When I’m feeling a bit fancy and a bit lazy all at once, the twice-baked potato is a great way to show off without working too hard. It’s simple enough. Once your spuds are about done, take them out and slice them in half lengthwise. Scoop the flesh into a bowl. Careful to leave the shells intact. Then mash, adding stupid amounts of cheese and butter. Pile this back into the shells, cover with even more cheese, then back in the oven for another 15 minutes or until the cheese is bubbly-golden and the shells crisp up.
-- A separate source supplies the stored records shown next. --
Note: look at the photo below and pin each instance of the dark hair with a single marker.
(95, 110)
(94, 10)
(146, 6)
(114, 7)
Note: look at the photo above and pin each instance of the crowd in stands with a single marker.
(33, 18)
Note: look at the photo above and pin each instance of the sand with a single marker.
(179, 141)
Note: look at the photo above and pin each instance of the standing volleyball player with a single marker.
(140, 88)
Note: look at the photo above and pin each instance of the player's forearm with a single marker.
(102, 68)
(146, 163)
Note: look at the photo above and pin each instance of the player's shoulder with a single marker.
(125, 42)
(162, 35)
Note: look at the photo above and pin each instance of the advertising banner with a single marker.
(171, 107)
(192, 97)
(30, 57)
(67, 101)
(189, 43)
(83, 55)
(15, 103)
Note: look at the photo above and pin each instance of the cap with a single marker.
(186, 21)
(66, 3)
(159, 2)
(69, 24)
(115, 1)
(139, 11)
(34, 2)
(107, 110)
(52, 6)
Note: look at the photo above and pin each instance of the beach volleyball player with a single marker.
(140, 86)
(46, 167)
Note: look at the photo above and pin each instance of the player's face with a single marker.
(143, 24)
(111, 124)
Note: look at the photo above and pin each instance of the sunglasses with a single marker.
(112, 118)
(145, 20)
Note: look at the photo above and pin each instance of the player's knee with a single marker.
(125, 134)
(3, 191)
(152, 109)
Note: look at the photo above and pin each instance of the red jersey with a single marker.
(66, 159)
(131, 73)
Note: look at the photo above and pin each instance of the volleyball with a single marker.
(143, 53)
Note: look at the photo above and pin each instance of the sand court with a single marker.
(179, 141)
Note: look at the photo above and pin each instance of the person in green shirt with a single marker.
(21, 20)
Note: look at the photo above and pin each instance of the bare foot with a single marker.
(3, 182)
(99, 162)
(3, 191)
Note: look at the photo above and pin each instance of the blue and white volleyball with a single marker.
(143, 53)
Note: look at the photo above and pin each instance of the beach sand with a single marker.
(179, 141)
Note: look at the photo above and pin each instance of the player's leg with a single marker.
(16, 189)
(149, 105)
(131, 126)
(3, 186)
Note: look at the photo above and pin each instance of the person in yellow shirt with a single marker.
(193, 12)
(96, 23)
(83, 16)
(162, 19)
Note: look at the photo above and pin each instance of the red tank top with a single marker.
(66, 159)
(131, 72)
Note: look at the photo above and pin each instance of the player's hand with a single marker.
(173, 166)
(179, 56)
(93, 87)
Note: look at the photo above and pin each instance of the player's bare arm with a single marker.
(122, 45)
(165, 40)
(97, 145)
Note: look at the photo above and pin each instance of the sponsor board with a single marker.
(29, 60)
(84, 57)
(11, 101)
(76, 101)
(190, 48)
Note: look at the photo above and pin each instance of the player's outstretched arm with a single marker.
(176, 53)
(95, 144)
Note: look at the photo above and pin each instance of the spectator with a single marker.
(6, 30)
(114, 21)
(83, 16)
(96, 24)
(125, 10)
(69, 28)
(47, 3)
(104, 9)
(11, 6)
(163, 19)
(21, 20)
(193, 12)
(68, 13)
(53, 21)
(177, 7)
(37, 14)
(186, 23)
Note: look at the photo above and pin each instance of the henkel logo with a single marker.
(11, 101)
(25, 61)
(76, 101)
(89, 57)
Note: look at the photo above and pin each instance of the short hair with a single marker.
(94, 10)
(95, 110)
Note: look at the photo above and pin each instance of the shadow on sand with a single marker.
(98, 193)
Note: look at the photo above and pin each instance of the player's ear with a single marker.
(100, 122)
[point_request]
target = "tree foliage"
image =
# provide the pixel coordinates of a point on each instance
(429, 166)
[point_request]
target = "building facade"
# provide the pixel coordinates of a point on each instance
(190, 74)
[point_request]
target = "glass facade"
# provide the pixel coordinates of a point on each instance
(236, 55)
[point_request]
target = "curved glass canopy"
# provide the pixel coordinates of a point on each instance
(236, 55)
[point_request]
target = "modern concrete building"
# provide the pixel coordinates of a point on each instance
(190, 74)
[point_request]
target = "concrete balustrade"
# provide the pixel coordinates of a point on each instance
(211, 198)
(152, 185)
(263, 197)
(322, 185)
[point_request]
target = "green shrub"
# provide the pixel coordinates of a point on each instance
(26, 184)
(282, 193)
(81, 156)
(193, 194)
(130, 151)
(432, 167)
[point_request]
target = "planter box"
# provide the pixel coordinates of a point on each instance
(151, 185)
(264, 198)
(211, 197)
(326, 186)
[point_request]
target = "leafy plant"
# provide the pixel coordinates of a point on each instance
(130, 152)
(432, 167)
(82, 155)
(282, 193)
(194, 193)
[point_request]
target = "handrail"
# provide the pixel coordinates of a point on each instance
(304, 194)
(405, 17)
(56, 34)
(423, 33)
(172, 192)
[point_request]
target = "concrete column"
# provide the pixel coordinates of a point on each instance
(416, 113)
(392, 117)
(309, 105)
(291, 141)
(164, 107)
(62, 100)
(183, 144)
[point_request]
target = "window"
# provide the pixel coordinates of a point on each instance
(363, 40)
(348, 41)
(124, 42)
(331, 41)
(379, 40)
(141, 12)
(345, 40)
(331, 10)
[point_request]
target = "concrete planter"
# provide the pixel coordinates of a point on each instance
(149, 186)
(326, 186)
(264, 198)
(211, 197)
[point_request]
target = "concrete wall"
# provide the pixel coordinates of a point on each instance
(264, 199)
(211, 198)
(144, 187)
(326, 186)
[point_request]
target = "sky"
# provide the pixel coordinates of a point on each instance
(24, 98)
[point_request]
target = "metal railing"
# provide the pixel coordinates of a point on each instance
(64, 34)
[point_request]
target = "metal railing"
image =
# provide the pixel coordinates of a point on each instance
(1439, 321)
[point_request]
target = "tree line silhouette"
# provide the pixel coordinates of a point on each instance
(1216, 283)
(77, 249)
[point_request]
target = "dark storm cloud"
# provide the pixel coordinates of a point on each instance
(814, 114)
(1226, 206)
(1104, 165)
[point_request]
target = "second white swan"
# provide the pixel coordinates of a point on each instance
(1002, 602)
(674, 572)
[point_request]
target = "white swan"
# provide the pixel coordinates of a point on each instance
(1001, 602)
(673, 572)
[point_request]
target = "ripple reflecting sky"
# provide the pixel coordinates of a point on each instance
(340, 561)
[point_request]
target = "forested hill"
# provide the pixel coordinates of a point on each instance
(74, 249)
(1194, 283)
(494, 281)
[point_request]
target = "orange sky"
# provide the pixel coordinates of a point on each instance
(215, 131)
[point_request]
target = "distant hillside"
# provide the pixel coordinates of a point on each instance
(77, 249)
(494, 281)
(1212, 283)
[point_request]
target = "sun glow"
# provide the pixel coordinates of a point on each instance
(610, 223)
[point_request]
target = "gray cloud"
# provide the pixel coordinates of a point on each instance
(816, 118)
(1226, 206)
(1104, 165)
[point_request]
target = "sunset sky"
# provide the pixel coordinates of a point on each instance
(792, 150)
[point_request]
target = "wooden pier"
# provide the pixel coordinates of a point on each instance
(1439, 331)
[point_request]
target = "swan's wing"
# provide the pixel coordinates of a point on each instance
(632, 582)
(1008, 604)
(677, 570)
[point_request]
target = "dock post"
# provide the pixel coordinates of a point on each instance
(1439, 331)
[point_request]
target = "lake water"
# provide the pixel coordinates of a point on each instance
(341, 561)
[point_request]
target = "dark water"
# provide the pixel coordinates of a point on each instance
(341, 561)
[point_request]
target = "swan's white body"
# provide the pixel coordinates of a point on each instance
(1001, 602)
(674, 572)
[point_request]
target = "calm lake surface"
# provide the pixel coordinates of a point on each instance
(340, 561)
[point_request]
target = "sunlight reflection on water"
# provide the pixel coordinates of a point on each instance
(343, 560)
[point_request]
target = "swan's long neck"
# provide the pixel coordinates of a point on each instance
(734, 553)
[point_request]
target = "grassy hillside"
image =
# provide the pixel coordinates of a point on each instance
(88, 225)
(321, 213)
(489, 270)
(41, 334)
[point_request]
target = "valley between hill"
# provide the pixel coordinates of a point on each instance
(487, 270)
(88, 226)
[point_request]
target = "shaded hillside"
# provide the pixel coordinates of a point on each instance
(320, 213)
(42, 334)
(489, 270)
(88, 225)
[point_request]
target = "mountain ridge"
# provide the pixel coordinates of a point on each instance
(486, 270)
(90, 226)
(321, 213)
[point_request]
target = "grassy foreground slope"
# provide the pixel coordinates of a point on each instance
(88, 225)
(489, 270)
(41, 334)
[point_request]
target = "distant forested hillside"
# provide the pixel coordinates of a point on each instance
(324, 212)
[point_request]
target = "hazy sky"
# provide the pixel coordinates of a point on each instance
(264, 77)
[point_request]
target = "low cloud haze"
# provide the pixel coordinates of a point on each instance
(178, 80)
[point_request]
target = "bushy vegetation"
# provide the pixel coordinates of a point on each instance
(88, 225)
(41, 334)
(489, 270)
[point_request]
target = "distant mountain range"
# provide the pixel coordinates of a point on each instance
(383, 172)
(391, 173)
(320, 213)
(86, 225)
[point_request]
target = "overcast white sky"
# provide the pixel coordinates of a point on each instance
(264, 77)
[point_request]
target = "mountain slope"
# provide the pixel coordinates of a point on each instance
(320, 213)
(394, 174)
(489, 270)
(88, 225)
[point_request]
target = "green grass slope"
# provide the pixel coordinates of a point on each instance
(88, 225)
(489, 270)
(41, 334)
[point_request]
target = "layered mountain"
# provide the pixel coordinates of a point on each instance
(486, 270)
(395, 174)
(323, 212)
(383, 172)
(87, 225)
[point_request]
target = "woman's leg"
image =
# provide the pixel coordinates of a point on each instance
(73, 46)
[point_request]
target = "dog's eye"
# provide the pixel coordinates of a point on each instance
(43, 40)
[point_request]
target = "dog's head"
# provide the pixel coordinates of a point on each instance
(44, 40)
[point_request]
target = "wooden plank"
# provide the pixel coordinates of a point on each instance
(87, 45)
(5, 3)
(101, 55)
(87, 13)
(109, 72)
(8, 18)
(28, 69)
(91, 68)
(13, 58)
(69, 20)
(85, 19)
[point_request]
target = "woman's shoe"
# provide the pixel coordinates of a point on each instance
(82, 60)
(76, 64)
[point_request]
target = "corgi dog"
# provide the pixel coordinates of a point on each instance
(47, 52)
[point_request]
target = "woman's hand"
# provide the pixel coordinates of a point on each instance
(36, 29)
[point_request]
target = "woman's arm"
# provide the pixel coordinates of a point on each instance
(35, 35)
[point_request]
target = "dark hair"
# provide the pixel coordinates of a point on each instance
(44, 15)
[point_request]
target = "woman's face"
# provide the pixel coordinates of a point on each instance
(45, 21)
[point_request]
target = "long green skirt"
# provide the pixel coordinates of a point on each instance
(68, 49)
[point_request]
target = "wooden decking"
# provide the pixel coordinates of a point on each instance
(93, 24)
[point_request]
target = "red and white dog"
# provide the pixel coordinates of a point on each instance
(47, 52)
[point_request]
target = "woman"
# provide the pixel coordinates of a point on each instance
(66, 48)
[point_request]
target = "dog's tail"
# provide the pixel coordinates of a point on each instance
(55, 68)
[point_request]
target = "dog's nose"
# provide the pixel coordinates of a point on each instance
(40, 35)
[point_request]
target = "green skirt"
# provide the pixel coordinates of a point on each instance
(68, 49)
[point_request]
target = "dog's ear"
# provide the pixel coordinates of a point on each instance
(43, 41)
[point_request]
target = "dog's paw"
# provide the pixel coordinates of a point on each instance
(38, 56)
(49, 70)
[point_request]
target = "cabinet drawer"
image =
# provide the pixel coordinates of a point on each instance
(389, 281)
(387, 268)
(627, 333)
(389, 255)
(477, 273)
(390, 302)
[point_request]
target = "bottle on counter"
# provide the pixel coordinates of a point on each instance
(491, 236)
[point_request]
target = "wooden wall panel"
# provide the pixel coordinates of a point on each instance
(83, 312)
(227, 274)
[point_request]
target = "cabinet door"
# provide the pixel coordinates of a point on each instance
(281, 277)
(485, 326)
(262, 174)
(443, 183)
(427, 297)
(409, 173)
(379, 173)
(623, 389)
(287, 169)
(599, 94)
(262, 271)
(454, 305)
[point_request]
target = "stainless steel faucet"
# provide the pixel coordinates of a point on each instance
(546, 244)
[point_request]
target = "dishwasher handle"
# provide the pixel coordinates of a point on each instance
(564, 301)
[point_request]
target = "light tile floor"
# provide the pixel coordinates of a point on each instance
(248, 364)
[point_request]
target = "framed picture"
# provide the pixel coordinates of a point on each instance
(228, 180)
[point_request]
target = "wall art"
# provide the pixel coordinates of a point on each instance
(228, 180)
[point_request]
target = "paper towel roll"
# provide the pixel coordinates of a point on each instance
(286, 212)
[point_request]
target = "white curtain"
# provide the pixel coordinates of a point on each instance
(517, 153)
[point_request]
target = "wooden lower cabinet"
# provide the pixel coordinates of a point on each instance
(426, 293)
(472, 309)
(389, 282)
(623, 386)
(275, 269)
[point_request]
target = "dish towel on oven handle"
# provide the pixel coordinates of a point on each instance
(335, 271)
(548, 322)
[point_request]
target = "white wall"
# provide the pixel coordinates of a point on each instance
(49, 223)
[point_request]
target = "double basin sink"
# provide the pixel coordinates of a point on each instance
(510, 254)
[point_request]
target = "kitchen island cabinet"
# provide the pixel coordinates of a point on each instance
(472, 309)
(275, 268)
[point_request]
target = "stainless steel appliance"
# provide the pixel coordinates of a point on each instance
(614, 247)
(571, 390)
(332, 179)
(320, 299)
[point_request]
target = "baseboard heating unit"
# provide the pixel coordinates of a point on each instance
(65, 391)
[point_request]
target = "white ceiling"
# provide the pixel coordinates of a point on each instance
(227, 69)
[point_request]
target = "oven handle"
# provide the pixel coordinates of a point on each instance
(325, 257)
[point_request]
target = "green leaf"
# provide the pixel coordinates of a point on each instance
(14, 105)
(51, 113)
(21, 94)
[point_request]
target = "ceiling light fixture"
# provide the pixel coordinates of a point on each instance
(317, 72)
While the second bake was going on, I fried the burgers. They were thick, at least quarter-pounders, so I gave them about five mins each side. With all the bacon, the colour was a bit lighter than usual, but they developed a pleasing crust. Meanwhile, I warmed through some tomatoey pasta sauce I had kicking around as a pour-over. I just fancied a sauce to go with.
Plating. Two potato shells per person, one burger with a spoonful of sauce over, dressed green salad on the side. The meat was juicy and crumbly all at once, and tasted great. I hadn’t added salt to the burger, figuring that the bacon would do the job. I was right. The spuds were as moreish as anything that’s had a handful of butter and cheese added to it can be. The whole thing was perfect for a Friday night – comfort food with a bit of sophist.
This is eminently tweakable. I’m sorely tempted to try a version with cumin and chili, maybe one with smoked bacon or smoked paprika. The potatoes seem wildly over the top – imagine what they’d be like with some crispy pancetta or mushrooms added to the mix. I think the dish needs some sauce, but it could be anything you like. Something creamy or garlicky would be good (although I think a garlic butter might be a bit much). In the summer, perhaps something cold: tzatziki, guacamole and sour cream. You could even, if you were a complete heathen, just go with a dollop of ketchup.
All of a sudden, I feel my horizons opening, and the prospect of home-made burgers becoming a new part of my kitchen repertoire. Who knows, I might even stick ’em in a bun with some salad one day.